Vivimos tiempos radicales. Al no poder seguir durando el estado de cosas, la alternativa entre revolución y reacción se endurece. Si la descomposición en curso es aprovechada esencialmente por las fuerzas fascistoides no es porque “la gente” se inclinaría espontáneamente hacia ellas, es porque ellas dan voz, hacen apuestas, toman el riesgo de perder. Nosotros, los revolucionarios, parece ser que estamos retenidos con los hilos invisibles de una tradición que continuamente tememos traicionar. “¿Pero cómo podríamos traicionarnos a nosotros mismos? ¿Qué tenemos que perder, si sabemos lo que hacemos, si avanzamos juntos, si reflexionamos paso a paso sin temor a la verdad? ¿Hay mayor riesgo, en la situación actual, que no tomar riesgos?”
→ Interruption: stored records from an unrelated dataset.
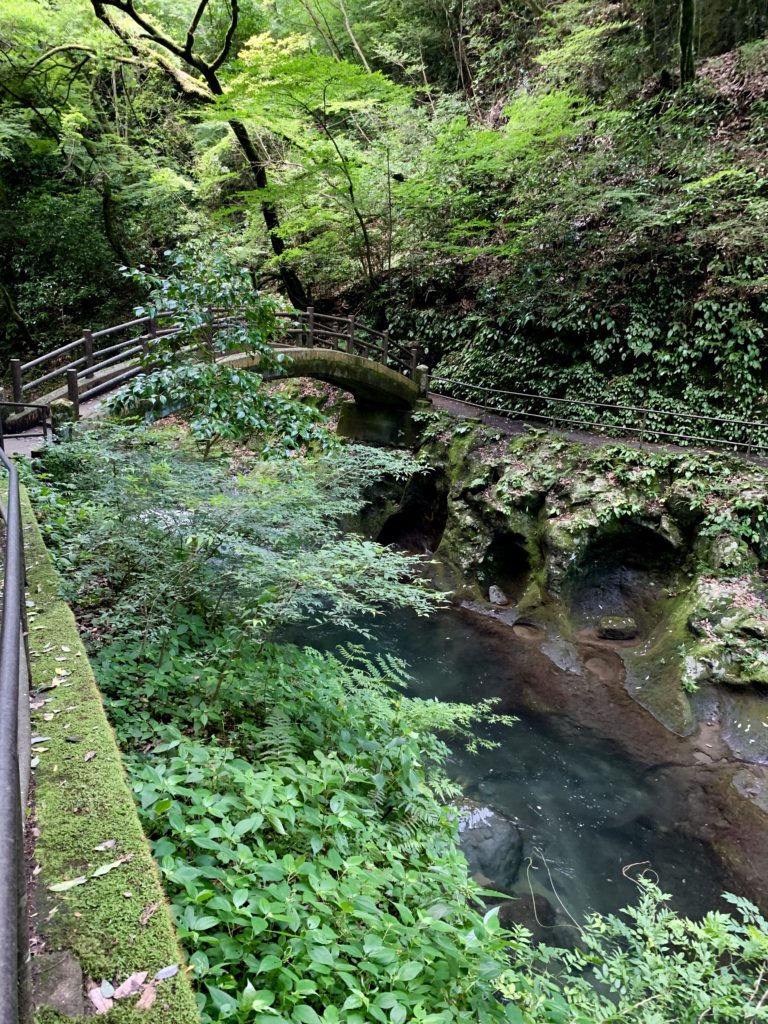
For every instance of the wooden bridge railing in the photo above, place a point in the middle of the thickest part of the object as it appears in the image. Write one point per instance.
(81, 360)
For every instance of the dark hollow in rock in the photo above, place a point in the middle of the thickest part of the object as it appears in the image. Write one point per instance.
(506, 565)
(623, 573)
(616, 628)
(419, 524)
(493, 846)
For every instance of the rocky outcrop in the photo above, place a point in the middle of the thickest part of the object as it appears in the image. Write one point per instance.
(612, 544)
(493, 846)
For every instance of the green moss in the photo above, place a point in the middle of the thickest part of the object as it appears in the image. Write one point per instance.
(82, 800)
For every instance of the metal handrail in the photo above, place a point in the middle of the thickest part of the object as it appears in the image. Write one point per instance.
(14, 761)
(590, 424)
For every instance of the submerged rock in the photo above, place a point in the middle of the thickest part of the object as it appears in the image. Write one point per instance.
(616, 628)
(493, 846)
(534, 912)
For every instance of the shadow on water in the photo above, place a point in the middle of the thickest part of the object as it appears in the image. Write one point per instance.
(586, 810)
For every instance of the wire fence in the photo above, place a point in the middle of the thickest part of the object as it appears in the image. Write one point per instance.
(642, 423)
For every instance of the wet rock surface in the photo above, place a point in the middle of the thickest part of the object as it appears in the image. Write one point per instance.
(581, 540)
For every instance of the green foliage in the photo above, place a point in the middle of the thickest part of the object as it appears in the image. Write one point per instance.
(647, 969)
(217, 312)
(142, 526)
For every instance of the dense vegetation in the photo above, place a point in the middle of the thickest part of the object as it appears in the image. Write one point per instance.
(297, 802)
(564, 197)
(567, 197)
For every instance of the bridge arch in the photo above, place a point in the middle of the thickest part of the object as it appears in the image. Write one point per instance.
(370, 382)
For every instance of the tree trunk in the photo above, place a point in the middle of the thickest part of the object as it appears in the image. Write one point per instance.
(687, 60)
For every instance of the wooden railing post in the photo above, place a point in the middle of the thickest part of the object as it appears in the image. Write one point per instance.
(73, 391)
(15, 373)
(88, 345)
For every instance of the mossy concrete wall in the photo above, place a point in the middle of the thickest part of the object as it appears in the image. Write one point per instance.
(117, 923)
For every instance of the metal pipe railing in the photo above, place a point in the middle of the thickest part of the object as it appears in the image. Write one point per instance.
(644, 431)
(14, 761)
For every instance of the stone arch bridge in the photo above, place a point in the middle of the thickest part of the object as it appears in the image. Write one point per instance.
(380, 374)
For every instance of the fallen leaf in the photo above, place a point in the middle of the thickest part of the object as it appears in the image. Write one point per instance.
(61, 887)
(147, 997)
(147, 911)
(105, 868)
(166, 972)
(102, 1005)
(131, 985)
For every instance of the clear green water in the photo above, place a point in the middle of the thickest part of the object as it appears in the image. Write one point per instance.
(586, 809)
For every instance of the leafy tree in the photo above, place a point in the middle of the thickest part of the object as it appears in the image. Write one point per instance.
(216, 312)
(141, 34)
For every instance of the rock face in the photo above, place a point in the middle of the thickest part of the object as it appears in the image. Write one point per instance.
(616, 628)
(493, 846)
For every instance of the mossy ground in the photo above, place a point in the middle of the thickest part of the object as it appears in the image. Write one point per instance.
(82, 801)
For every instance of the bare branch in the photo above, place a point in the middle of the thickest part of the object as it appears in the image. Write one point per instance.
(230, 30)
(194, 25)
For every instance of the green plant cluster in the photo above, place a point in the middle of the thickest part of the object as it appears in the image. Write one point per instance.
(215, 311)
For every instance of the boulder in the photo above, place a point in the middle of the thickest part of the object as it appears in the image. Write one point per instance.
(616, 628)
(534, 912)
(493, 846)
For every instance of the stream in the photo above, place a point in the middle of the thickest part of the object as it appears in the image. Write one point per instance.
(586, 809)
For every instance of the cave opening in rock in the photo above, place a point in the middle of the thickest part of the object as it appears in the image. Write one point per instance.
(622, 576)
(420, 522)
(506, 565)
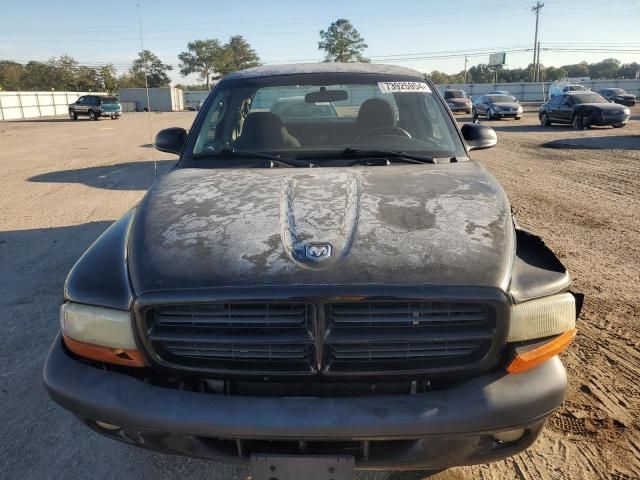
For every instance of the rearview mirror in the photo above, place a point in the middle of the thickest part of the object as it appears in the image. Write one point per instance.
(171, 140)
(324, 96)
(479, 137)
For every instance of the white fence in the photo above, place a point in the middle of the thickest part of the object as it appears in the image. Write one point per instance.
(19, 105)
(533, 92)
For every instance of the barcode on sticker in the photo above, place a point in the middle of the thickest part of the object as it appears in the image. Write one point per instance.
(399, 87)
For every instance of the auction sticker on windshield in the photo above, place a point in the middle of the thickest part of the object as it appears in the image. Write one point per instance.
(401, 87)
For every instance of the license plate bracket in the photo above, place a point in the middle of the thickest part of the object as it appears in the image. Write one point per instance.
(296, 467)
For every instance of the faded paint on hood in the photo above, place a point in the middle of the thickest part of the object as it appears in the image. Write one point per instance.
(405, 224)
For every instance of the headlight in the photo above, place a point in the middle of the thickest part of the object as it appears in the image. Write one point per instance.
(550, 319)
(102, 334)
(542, 317)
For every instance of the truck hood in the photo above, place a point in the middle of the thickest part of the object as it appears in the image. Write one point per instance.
(405, 224)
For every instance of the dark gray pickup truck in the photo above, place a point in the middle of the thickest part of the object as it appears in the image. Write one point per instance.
(319, 293)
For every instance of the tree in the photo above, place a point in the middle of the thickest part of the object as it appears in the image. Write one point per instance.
(156, 71)
(203, 57)
(237, 55)
(107, 77)
(10, 75)
(342, 43)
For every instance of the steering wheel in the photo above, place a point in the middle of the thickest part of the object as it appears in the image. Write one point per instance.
(388, 130)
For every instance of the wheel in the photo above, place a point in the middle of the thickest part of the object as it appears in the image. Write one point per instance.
(544, 120)
(577, 122)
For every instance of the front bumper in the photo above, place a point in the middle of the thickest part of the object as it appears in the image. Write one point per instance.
(111, 114)
(438, 429)
(502, 114)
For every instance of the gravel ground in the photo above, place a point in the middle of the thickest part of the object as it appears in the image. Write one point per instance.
(63, 183)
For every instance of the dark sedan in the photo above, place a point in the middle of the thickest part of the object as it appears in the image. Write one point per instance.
(618, 95)
(496, 106)
(582, 110)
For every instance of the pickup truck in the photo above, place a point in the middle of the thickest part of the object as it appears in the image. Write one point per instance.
(350, 291)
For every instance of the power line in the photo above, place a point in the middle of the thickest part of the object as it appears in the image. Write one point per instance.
(536, 47)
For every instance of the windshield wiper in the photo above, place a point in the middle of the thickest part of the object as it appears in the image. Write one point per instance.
(230, 152)
(389, 154)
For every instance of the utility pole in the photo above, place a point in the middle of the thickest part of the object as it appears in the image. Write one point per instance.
(465, 69)
(538, 65)
(536, 9)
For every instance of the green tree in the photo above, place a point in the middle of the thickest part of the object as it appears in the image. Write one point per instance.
(342, 43)
(156, 71)
(204, 57)
(10, 75)
(237, 55)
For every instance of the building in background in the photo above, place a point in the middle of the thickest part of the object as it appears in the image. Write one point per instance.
(167, 99)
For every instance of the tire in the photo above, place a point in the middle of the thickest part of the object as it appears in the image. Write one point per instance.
(577, 122)
(544, 120)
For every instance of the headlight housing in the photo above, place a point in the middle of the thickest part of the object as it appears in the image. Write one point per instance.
(99, 333)
(551, 320)
(542, 317)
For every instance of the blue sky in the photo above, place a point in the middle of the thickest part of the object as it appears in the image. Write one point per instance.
(425, 35)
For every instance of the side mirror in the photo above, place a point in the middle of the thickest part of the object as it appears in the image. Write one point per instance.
(171, 140)
(479, 137)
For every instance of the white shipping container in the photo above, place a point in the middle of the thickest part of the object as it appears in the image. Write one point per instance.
(160, 99)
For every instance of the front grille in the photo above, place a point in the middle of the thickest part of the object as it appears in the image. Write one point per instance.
(330, 339)
(248, 337)
(406, 336)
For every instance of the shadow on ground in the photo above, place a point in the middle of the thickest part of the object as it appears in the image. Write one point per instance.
(629, 142)
(123, 176)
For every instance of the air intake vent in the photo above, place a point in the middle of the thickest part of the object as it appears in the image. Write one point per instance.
(406, 336)
(228, 337)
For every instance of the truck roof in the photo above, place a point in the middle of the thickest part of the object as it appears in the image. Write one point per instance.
(329, 67)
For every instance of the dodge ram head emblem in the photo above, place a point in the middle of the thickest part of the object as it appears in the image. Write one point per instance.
(317, 251)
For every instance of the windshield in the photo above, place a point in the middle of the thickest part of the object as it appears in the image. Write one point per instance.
(588, 98)
(500, 99)
(299, 115)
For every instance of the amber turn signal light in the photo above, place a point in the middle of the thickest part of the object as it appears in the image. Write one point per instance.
(527, 360)
(118, 356)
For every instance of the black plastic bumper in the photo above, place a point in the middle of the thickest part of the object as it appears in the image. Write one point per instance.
(443, 428)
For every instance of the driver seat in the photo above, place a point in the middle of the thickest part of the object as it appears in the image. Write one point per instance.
(265, 131)
(375, 113)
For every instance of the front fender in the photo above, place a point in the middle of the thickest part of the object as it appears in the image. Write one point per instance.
(536, 271)
(100, 277)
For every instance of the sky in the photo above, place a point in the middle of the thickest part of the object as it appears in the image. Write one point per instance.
(422, 34)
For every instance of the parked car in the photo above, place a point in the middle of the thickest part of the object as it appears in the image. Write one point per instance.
(95, 106)
(495, 107)
(618, 95)
(352, 293)
(558, 88)
(503, 92)
(582, 110)
(458, 101)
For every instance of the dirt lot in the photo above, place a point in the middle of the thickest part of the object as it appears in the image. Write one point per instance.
(62, 183)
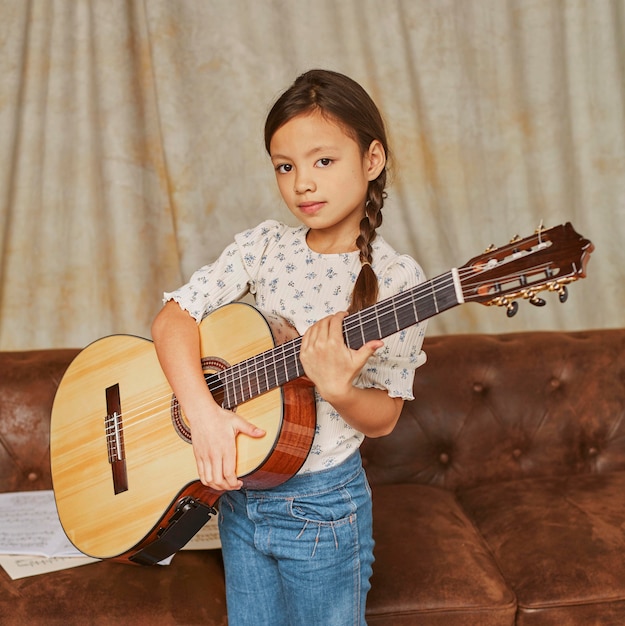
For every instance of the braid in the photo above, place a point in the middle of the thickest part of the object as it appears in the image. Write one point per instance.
(365, 291)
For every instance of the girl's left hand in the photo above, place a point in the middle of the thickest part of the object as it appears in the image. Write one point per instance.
(327, 360)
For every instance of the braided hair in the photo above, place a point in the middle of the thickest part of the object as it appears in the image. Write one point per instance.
(344, 101)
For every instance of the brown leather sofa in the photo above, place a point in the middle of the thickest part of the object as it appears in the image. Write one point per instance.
(499, 498)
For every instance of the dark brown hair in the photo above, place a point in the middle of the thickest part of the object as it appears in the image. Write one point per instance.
(345, 102)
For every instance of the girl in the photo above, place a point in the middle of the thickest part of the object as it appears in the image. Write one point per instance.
(302, 553)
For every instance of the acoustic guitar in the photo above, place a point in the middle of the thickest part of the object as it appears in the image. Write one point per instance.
(123, 470)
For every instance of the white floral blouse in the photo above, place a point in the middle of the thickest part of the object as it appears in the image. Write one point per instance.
(274, 263)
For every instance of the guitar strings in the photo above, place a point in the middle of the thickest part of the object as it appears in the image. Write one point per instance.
(259, 367)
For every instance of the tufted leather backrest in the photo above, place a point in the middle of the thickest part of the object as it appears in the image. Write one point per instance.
(28, 382)
(500, 407)
(486, 408)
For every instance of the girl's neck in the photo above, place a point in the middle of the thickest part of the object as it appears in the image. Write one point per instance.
(326, 243)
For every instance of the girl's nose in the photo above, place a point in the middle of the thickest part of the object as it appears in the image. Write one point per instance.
(304, 182)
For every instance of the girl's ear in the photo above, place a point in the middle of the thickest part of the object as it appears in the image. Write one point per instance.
(375, 159)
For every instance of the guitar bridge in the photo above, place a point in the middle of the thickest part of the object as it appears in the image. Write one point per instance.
(114, 429)
(188, 517)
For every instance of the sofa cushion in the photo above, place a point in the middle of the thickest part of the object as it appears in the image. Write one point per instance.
(432, 567)
(28, 382)
(189, 591)
(559, 543)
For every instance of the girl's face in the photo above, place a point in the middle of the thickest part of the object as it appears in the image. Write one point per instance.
(323, 178)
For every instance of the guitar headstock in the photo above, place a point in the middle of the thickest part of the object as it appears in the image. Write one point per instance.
(547, 260)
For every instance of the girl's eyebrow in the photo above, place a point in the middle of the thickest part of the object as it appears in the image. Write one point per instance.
(311, 152)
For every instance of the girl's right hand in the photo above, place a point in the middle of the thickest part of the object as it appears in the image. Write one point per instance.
(214, 432)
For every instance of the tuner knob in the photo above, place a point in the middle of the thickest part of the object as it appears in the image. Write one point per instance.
(512, 308)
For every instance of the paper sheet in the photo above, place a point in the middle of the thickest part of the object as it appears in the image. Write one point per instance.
(32, 540)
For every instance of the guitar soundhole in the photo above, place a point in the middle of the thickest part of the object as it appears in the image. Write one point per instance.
(211, 365)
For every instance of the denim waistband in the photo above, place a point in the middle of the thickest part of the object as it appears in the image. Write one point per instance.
(316, 481)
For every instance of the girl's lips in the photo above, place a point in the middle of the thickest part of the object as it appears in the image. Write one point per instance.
(310, 207)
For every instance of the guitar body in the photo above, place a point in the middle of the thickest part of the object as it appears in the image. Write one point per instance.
(120, 448)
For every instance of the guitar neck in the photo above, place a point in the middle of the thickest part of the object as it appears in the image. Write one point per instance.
(280, 365)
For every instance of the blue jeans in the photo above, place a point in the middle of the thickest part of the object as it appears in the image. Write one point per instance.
(299, 554)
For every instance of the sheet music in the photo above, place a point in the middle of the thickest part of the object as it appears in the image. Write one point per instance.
(29, 524)
(32, 539)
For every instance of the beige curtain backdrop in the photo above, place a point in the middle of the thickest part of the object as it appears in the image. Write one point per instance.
(131, 143)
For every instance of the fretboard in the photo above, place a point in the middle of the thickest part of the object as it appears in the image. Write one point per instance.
(280, 365)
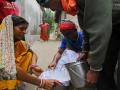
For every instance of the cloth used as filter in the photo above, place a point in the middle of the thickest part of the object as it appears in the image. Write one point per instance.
(7, 58)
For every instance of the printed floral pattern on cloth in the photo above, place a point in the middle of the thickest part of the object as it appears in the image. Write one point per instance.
(7, 58)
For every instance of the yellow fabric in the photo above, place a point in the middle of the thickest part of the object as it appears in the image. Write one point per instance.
(23, 59)
(1, 27)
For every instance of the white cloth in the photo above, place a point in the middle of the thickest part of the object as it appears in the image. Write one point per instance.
(60, 72)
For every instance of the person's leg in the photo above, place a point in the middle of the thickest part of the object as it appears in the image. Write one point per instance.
(106, 80)
(118, 73)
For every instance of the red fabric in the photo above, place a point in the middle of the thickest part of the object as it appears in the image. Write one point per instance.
(66, 26)
(44, 31)
(70, 6)
(7, 8)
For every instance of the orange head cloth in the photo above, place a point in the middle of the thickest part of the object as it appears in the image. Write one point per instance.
(66, 26)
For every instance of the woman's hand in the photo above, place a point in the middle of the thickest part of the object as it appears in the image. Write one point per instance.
(52, 65)
(49, 84)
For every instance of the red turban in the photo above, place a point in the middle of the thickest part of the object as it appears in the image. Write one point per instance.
(66, 26)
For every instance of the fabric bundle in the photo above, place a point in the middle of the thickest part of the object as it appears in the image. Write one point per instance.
(7, 58)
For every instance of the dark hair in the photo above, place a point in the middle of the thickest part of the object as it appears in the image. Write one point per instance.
(17, 20)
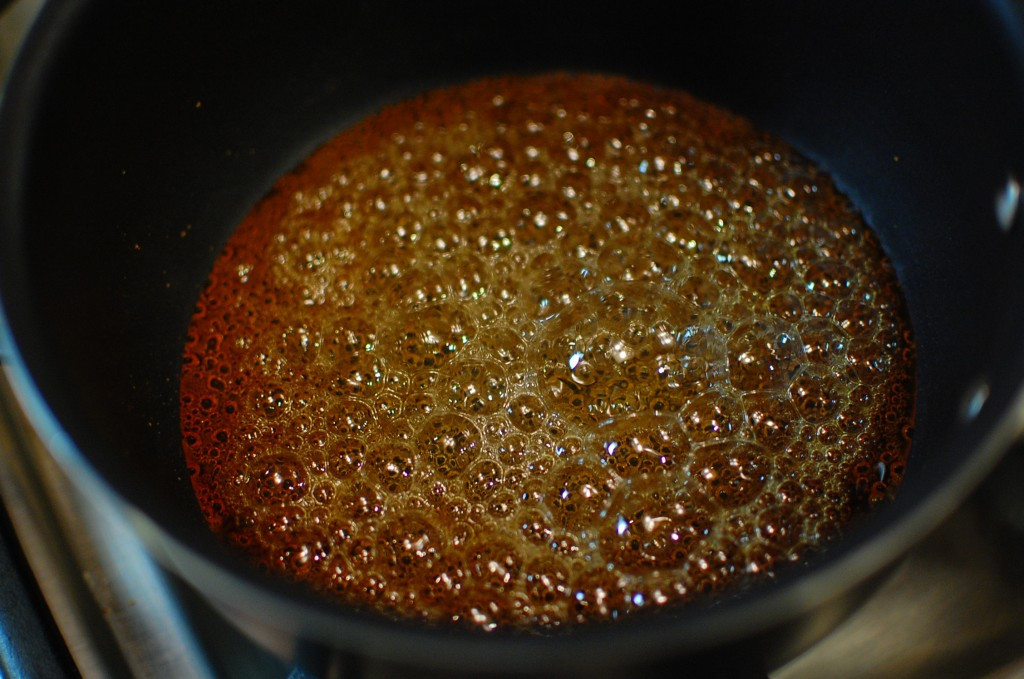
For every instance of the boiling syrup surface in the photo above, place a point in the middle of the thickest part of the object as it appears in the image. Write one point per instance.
(539, 350)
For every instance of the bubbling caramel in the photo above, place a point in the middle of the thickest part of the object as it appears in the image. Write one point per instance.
(540, 350)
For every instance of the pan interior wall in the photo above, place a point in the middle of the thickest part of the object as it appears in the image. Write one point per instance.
(153, 133)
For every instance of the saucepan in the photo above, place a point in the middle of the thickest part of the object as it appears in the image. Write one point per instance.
(135, 136)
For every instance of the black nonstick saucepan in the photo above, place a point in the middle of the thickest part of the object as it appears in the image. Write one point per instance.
(135, 136)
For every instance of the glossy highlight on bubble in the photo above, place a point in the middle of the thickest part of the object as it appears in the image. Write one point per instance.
(537, 351)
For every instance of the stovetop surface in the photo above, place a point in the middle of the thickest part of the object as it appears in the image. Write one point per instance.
(953, 607)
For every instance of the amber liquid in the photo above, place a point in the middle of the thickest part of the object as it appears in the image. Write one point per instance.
(542, 350)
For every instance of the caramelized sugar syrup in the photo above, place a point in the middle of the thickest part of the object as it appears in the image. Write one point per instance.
(532, 351)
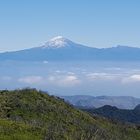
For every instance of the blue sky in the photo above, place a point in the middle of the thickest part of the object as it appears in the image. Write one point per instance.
(96, 23)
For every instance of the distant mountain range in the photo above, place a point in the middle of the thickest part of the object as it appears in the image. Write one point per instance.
(85, 101)
(60, 48)
(122, 115)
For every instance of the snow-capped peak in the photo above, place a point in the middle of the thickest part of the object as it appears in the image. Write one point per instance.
(56, 42)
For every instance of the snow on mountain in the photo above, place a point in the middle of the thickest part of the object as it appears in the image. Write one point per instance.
(60, 48)
(57, 42)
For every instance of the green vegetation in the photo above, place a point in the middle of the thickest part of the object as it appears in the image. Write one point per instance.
(30, 114)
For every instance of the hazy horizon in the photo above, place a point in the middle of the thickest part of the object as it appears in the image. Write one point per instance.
(26, 24)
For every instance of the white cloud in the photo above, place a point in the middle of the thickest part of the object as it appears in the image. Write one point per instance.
(131, 79)
(102, 76)
(6, 78)
(64, 80)
(31, 79)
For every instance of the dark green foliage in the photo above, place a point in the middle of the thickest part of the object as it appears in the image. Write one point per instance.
(30, 114)
(122, 115)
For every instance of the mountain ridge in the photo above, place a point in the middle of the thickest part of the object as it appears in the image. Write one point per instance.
(60, 49)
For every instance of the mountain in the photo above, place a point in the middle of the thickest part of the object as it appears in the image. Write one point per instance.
(30, 114)
(85, 101)
(122, 115)
(60, 48)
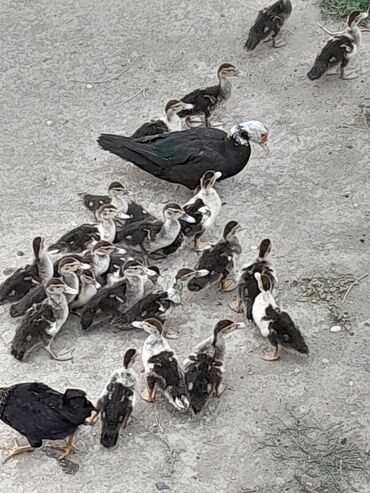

Para regresar al Frente Nacional, todo el paisaje de la política clásica no es más que un vasto campo de ruinas, FN incluido. Este último ha servido, hasta una fecha reciente, como última ilusión: que podría haber un partido contra los partidos, una política contra la política. Nuestras infinitas reservas de cobardía quieren creer siempre que podríamos abandonar a alguna fuerza distinta a nosotros, a algún líder, el cuidado de salvarnos. Pero ya no hay nada. Tendremos que hacer nuestros asuntos nosotros mismos. El viento se levanta. Hay que tratar de vivir.